Still looking at saws Allen?


----------



## ryan50hrl (Jun 30, 2012)

I hope he wasn't a two post wonder....


----------



## MT Stringer (Jul 21, 2009)

Well, my short break is over. Time to get back to building drawer fronts for my cabinets. :icon_smile:


----------



## Toller (Dec 30, 2007)

knotscott said:


> FWIW, I've also read many, many complaints about Laguna's CS.....it's very disproportionate to the number of saws they sell. Grizzly and SS both have excellent reputations for good CS.


I had a Laguna drill press that was awfully noisy. CS said it was normal, but he would send me a new belt just in case that was the problem.
It took 6 months; he said he finally had to go to an automotive shop to get me one.
I am not sure if that is lousy cs or great cs, but I know wouldn't want to need a Laguna part!

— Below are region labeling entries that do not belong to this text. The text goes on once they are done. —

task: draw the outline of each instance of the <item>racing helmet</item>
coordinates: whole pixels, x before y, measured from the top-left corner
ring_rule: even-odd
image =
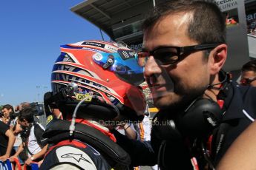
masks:
[[[51,75],[52,92],[70,83],[78,86],[70,98],[54,101],[65,118],[86,98],[78,109],[79,118],[142,120],[146,107],[139,86],[144,81],[143,68],[135,52],[122,44],[104,41],[80,41],[60,49]]]

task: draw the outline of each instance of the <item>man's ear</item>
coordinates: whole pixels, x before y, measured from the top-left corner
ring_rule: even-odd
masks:
[[[223,67],[227,57],[227,45],[220,44],[211,52],[211,75],[216,75]]]

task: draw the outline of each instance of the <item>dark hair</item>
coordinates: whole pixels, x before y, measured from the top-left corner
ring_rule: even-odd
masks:
[[[256,60],[250,61],[242,67],[242,72],[253,71],[256,72]]]
[[[200,44],[226,43],[225,17],[211,1],[164,1],[144,21],[142,29],[150,29],[163,17],[180,12],[193,15],[188,21],[187,33],[190,38]]]
[[[5,104],[2,106],[1,109],[7,109],[7,110],[12,109],[12,112],[13,112],[13,107],[10,104]]]
[[[33,123],[34,121],[34,117],[33,114],[33,109],[30,107],[26,107],[22,109],[20,112],[20,115],[19,116],[19,120],[24,121],[27,120],[28,123]]]

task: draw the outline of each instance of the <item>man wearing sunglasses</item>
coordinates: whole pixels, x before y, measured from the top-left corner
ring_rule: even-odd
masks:
[[[256,86],[256,60],[250,61],[243,66],[240,83],[242,86]]]
[[[165,1],[142,27],[138,62],[160,112],[151,143],[127,142],[116,133],[117,142],[133,166],[214,169],[256,111],[250,104],[255,89],[240,89],[221,69],[228,49],[225,18],[209,1]]]

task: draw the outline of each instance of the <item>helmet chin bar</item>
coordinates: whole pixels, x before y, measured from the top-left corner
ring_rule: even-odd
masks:
[[[70,137],[71,137],[71,136],[73,135],[73,131],[74,131],[74,129],[75,129],[75,123],[76,123],[76,112],[77,112],[77,110],[78,110],[78,109],[79,108],[79,106],[81,106],[81,104],[82,104],[84,101],[87,101],[89,98],[96,98],[96,99],[99,99],[99,96],[93,95],[93,96],[90,96],[90,97],[86,97],[86,98],[85,98],[82,99],[81,101],[79,101],[79,103],[77,103],[77,105],[76,105],[76,108],[75,108],[75,109],[74,109],[74,111],[73,111],[73,115],[72,115],[71,124],[70,124],[70,126],[69,126],[69,130],[70,130],[70,132],[69,132],[69,135],[70,135]],[[117,113],[117,116],[116,116],[116,117],[119,117],[119,116],[120,115],[120,112],[119,112],[118,108],[117,108],[116,106],[114,106],[114,105],[112,104],[112,103],[108,103],[103,98],[100,98],[100,99],[103,99],[104,101],[105,101],[105,103],[108,103],[109,106],[112,106],[112,107],[114,108],[114,110],[116,112],[116,113]]]

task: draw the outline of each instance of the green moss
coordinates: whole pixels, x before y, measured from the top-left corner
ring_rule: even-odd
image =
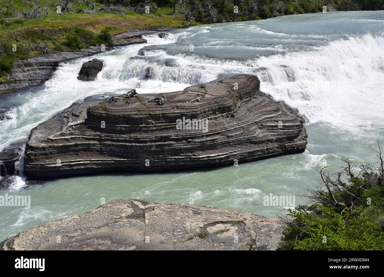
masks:
[[[205,239],[206,238],[208,237],[208,234],[205,232],[203,232],[202,233],[199,233],[199,234],[197,235],[197,236],[199,239]]]

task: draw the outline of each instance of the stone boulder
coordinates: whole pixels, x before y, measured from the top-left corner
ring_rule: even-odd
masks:
[[[282,230],[278,219],[248,212],[119,199],[22,232],[0,249],[275,250]]]
[[[159,37],[161,38],[166,38],[169,34],[167,33],[161,33],[159,34]]]
[[[32,130],[25,173],[45,180],[190,170],[304,151],[302,116],[260,84],[241,74],[181,91],[75,102]]]
[[[103,69],[103,62],[94,59],[83,64],[77,79],[82,81],[94,81],[97,74]]]
[[[0,121],[12,119],[15,116],[15,107],[5,107],[0,108]]]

Last year I bought 3 Grizzly tools that came in with 4 defective parts. They shipped replacements very quickly. I guess that is lousy quality control, but great CS.

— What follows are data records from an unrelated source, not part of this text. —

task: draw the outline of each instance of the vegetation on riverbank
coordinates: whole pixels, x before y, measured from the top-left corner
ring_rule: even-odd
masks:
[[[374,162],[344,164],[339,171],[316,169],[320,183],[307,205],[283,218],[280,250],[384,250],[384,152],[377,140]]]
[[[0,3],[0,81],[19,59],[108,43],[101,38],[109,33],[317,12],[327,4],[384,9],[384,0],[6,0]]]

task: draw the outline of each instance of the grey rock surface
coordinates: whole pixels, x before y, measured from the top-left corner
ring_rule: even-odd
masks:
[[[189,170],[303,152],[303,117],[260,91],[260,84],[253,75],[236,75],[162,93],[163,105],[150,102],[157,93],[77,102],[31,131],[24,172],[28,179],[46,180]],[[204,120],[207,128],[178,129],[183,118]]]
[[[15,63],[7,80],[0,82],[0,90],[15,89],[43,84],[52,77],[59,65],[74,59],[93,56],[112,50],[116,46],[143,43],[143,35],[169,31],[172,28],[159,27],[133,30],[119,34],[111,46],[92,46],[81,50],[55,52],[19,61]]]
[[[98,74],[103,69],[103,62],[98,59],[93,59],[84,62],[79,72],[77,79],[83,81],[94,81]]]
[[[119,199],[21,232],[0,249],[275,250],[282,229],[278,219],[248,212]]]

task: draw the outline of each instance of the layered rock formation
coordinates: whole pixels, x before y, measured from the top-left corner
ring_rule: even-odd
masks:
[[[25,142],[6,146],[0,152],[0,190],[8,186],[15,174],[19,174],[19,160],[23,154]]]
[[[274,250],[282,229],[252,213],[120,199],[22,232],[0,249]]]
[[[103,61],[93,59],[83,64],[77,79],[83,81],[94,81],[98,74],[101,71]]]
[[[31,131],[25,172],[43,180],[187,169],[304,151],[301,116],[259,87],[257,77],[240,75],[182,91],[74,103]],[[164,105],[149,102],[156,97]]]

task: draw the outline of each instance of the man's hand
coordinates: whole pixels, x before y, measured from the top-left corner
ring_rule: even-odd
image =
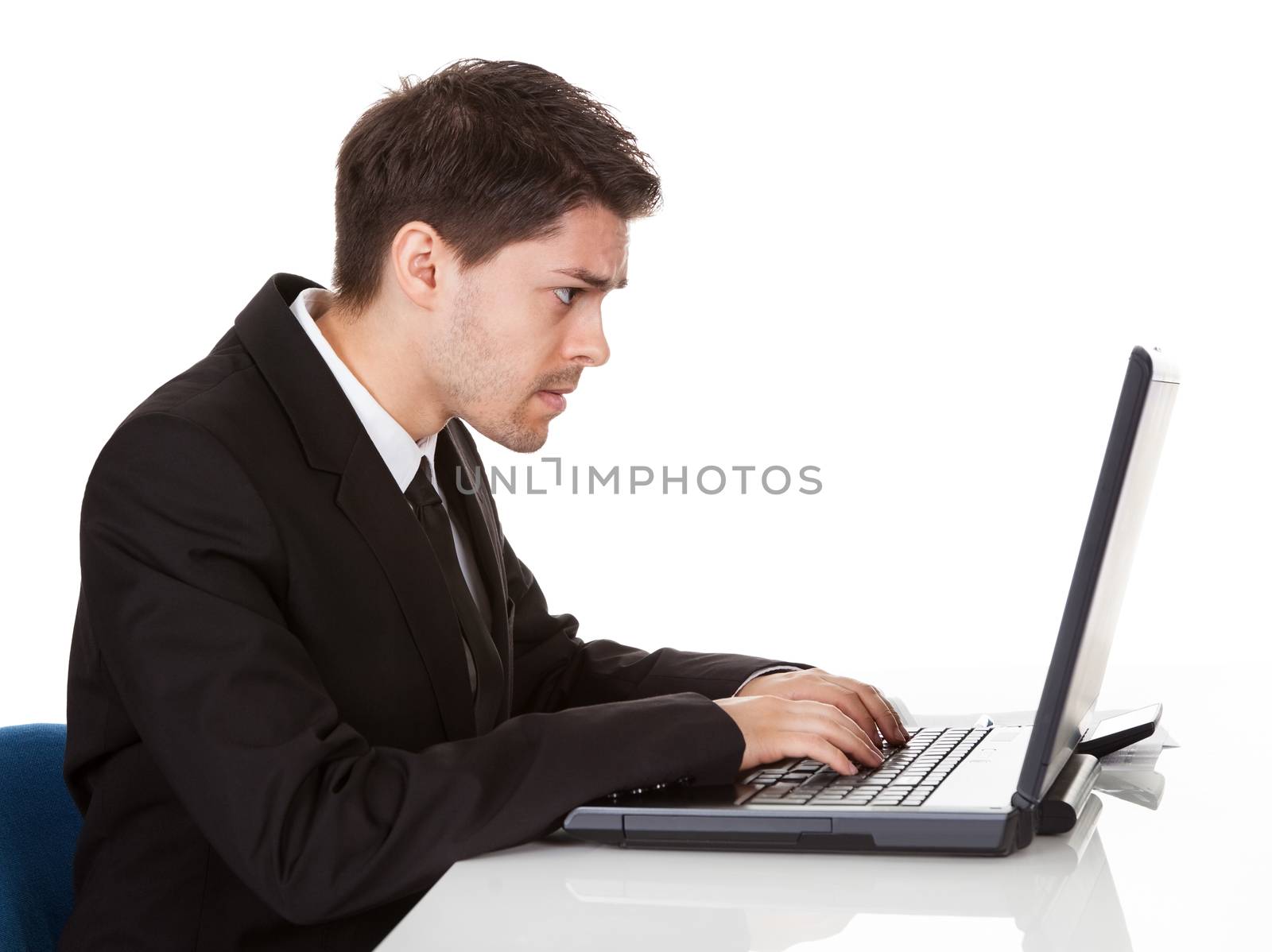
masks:
[[[841,774],[883,763],[875,744],[883,735],[903,745],[909,735],[895,709],[873,685],[819,667],[761,675],[736,697],[715,702],[736,722],[747,741],[739,772],[784,758],[812,758]]]

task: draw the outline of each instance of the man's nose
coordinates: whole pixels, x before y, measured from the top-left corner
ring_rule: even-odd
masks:
[[[570,337],[566,356],[572,362],[584,364],[589,367],[599,367],[609,360],[609,343],[605,341],[605,332],[600,327],[600,313],[589,315]]]

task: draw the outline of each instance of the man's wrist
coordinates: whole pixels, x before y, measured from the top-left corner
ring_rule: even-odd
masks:
[[[799,671],[799,669],[795,667],[794,665],[770,665],[768,667],[762,667],[758,671],[752,671],[749,675],[747,675],[747,680],[738,685],[738,689],[733,693],[733,697],[736,698],[738,691],[740,691],[743,688],[745,688],[748,684],[750,684],[761,675],[772,675],[777,674],[778,671]]]

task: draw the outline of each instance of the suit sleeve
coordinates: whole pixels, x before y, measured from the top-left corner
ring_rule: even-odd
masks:
[[[644,651],[607,638],[585,642],[577,636],[579,622],[574,615],[548,611],[538,580],[516,557],[508,539],[504,539],[504,564],[514,606],[513,714],[682,691],[729,698],[752,676],[764,671],[813,667],[725,652],[665,647]]]
[[[99,662],[148,754],[226,864],[294,923],[429,888],[611,791],[729,783],[742,732],[681,691],[525,713],[421,751],[341,719],[285,613],[287,559],[248,474],[200,425],[126,421],[84,493]]]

My SS came in perfect, but I did ask a few questions that were answered quickly.


----------



## Bweick7 (Jan 14, 2010)

If you guys would open your mind up......deal with 3ph, and some serious American machinery, (and some serious poundage....lol....) when they made things to last more than a lifetime....



You would be blown away.....




JMPOV,



B,


----------



## ryan50hrl (Jun 30, 2012)

Why? 

1. I'd rather spend my time wood working rather than rebuilding old tools.....

2. Old saws don't have riving knifes.....or guards for many of them.....and they surely don't offer saw stop technology 

3. 99% of the guys on here aren't ever going to be able to wear out a good quality modern saw in their lifetimes....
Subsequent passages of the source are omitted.